3.) How will reimbursement for monies be handled since we are a rural access hospital who receives more money for services provided than Blessing
4.) Will office calls fees jump from $130.00 to $188.00?
5.) How will our obligations and loans be repaid?
6) Will IT and transcription be outsourced like most of the other departments?
7) How do we recruit staff? What federal and state programs are available for repayment of doctor and nurse student loans when they come to practice in a lower income area?

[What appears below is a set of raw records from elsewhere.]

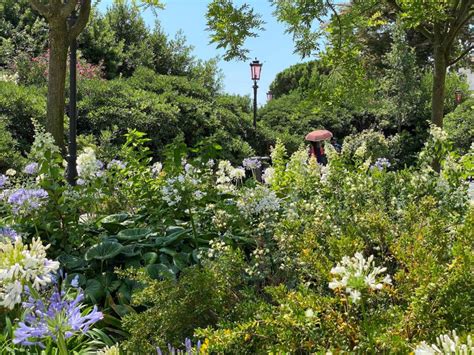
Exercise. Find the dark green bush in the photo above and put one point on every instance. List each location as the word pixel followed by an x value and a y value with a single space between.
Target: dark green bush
pixel 10 156
pixel 200 298
pixel 20 105
pixel 459 125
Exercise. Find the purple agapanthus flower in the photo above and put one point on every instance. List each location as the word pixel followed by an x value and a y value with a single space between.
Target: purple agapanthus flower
pixel 381 164
pixel 58 315
pixel 117 164
pixel 8 233
pixel 31 169
pixel 251 163
pixel 3 180
pixel 75 281
pixel 27 199
pixel 188 345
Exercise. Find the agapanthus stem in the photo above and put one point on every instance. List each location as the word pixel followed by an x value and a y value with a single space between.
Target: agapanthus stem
pixel 62 345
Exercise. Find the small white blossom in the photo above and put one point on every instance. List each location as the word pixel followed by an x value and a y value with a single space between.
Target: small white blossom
pixel 21 264
pixel 357 274
pixel 446 344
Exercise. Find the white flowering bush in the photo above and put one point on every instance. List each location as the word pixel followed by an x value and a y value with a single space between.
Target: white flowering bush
pixel 344 257
pixel 446 344
pixel 356 275
pixel 258 201
pixel 23 265
pixel 88 166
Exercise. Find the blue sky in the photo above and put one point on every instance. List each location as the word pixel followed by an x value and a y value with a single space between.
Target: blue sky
pixel 273 47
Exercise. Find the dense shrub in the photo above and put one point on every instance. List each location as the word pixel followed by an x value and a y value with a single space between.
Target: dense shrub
pixel 366 145
pixel 20 105
pixel 459 124
pixel 351 256
pixel 166 107
pixel 10 156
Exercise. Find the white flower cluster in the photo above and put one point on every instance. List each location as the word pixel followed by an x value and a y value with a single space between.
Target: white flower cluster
pixel 226 174
pixel 185 185
pixel 257 201
pixel 21 264
pixel 156 169
pixel 446 344
pixel 438 134
pixel 259 261
pixel 13 78
pixel 357 274
pixel 109 350
pixel 220 219
pixel 88 166
pixel 268 176
pixel 217 247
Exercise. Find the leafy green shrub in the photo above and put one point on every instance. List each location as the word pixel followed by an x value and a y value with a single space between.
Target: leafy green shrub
pixel 201 297
pixel 20 105
pixel 459 125
pixel 365 145
pixel 10 156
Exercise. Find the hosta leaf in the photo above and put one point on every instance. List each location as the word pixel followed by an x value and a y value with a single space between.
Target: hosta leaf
pixel 94 290
pixel 160 271
pixel 130 250
pixel 150 257
pixel 181 260
pixel 175 237
pixel 104 251
pixel 133 234
pixel 113 223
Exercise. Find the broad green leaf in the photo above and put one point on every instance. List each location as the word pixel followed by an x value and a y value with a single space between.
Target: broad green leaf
pixel 104 251
pixel 150 257
pixel 133 234
pixel 94 290
pixel 160 271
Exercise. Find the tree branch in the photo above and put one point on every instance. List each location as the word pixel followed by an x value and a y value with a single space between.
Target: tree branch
pixel 466 51
pixel 68 8
pixel 82 19
pixel 463 16
pixel 338 18
pixel 43 10
pixel 425 32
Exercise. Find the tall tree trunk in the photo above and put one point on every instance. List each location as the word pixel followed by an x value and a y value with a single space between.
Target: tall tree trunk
pixel 58 46
pixel 439 79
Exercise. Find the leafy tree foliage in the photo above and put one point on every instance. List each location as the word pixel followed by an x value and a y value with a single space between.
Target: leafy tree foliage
pixel 460 126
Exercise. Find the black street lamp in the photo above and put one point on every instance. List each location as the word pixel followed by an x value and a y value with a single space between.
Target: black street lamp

8) Have we looked for charitable and non-profit foundations interested in advancing rural health care?
9.) Have we reached out to the military community for doctors and nurses who might be looking for a noncombat zone to practice in?
10.) Will S.C.M.H. retain all our equipment or will it be sent to another facility?
11.) Who will be in charge of billing?
These are just some of the issues that need to be addressed in a public forum.
This last paragraph is addressed to “The People”. Show up at board meetings, bring a Plan. Tell the Board this is not a DOA hospital. We are a Full Code and we can survive!